My personal view is that if we aren’t properly capturing quality improvements in many items, then ignoring substitution will be a problem from a pure price index perspective. This issue is far less of a concern than how to account for new types of products that never existed before, like the inclusion of motoring, telephones, computers, home entertainment, and so on. It was a good thing that the cost of horses dropped out of the index when people substituted for cars.
Quality adjustment and financial services
The 15th series began in September 2005, and in this series, hedonic quality adjustments were introduced to the computing equipment component of the index. This has had the effect of showing enormous reductions in the price of ‘constant quality’ computing but is a relatively minor part of overall CPI.

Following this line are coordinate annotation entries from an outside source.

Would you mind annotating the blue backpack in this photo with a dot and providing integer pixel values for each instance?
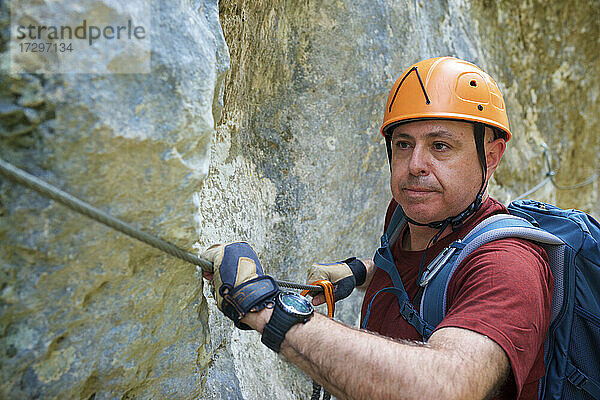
(571, 240)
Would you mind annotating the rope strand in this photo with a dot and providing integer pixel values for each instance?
(45, 189)
(550, 176)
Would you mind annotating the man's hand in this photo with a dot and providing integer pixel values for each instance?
(240, 286)
(345, 276)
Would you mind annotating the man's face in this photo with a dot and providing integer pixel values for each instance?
(436, 172)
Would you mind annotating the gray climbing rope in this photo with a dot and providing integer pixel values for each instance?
(45, 189)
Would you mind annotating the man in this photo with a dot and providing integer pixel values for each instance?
(446, 130)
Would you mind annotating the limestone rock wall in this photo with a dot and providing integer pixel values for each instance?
(259, 121)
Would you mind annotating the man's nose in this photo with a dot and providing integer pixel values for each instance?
(419, 161)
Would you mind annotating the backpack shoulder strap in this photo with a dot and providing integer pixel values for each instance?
(384, 260)
(437, 275)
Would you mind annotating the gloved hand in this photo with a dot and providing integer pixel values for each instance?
(240, 286)
(345, 276)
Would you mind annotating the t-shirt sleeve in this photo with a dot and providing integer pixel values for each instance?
(503, 290)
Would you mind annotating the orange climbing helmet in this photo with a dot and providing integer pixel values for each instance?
(446, 88)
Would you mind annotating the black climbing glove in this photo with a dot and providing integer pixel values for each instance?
(239, 282)
(345, 275)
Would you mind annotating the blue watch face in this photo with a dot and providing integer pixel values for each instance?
(296, 303)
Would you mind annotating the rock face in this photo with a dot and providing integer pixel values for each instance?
(296, 167)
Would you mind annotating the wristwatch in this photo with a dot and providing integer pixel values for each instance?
(289, 309)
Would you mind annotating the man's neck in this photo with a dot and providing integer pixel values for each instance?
(416, 238)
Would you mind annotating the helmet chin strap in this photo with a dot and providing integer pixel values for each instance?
(457, 221)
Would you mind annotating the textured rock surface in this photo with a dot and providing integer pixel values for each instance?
(87, 312)
(296, 168)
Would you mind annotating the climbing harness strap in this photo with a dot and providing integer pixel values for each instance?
(45, 189)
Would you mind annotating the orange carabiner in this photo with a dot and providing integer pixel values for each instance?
(328, 291)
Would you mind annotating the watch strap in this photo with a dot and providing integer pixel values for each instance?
(280, 323)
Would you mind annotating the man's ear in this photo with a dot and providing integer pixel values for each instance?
(493, 153)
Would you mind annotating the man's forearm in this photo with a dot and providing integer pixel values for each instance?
(352, 364)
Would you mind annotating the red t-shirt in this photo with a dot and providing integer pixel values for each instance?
(502, 290)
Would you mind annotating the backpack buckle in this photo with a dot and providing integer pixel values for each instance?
(438, 262)
(577, 378)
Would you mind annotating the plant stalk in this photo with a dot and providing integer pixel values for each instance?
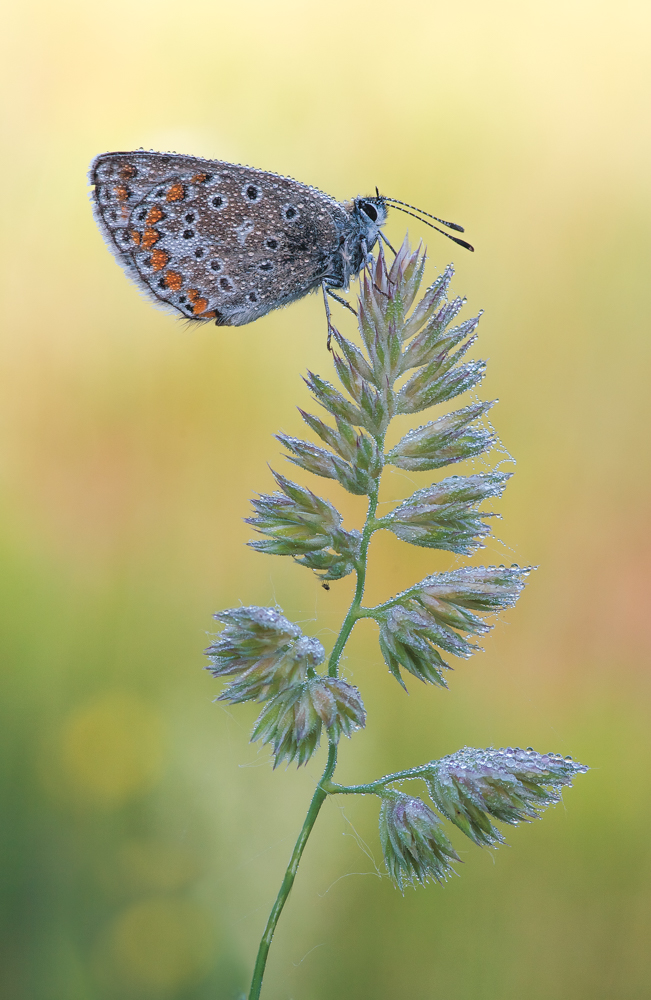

A new category of financial and insurance services was also introduced in 2005, with the main component of this new category being deposit and loan facilities, which measures
changes in the amounts payable as explicit fees and charges, and the amounts payable as interest rate margins. The changes in both these elements then need to be combined to obtain the aggregate or net change in the price of deposit and loan facilities.
This new component immediately was weighted at more than 7% of the CPI basket (though that has come down to 4.6% in the 17th series) reducing the relative importance of changes to the price of other goods and services.
This is another issue to watch out for in international CPI comparisons, as the ABS is alone in including these items in the CPI.
The 17th series of Australia’s CPI began in 2017, with most of the updates focussed on data quality, timeliness and accuracy, tapping into corporate electronic systems and sales records. For example, regarding rent measurement:
The Rents series prior to July 2022 was measured on a quarterly basis using a survey of approximately 4,000 rental properties collected directly from real estate agents.
The new dataset obtained by the ABS is updated monthly and includes approximately 480,000 rental properties that are used to produce the CPI Rents series across all capital cities.
What does all this mean?
What we measure and call inflation today is not the same we measured and called inflation in decades gone by. Measurement issues abound, and the methods have evolved with the times and our political and economic needs for a price index.
We are now much better at monitoring prices, which is excellent. However, the big historical changes and conceptual quirks need to be considered when making international comparisons.
I’m not saying the CPI is bad, or wrong. It contains extremely useful information about short to medium-term price changes. It is just that if we want to make precise comparisons historically, or internationally, we need to understand just how much the chameleon CPI has changed its colour.
The Australian Bureau of Statistics began compiling a CPI series in 1948 so the first full year of data starts in 1949.
Impressive account that emphasizes the need to be cautious. When it comes to the hot topic of housing, that the US gives a weight of 24% in the index based on an imputed rent, that seems to me to be a better way to go in gauging the costs that consumers have to meet, so a better way to monitor the impact on living standards that might be of interest to Treasury, the RBA and wage setting tribunals.
I'm looking forward to the book.
You could make the same argument for GDP or even cross-country comparisons of GDP. It is a very nuanced piece. Thank you for writing it!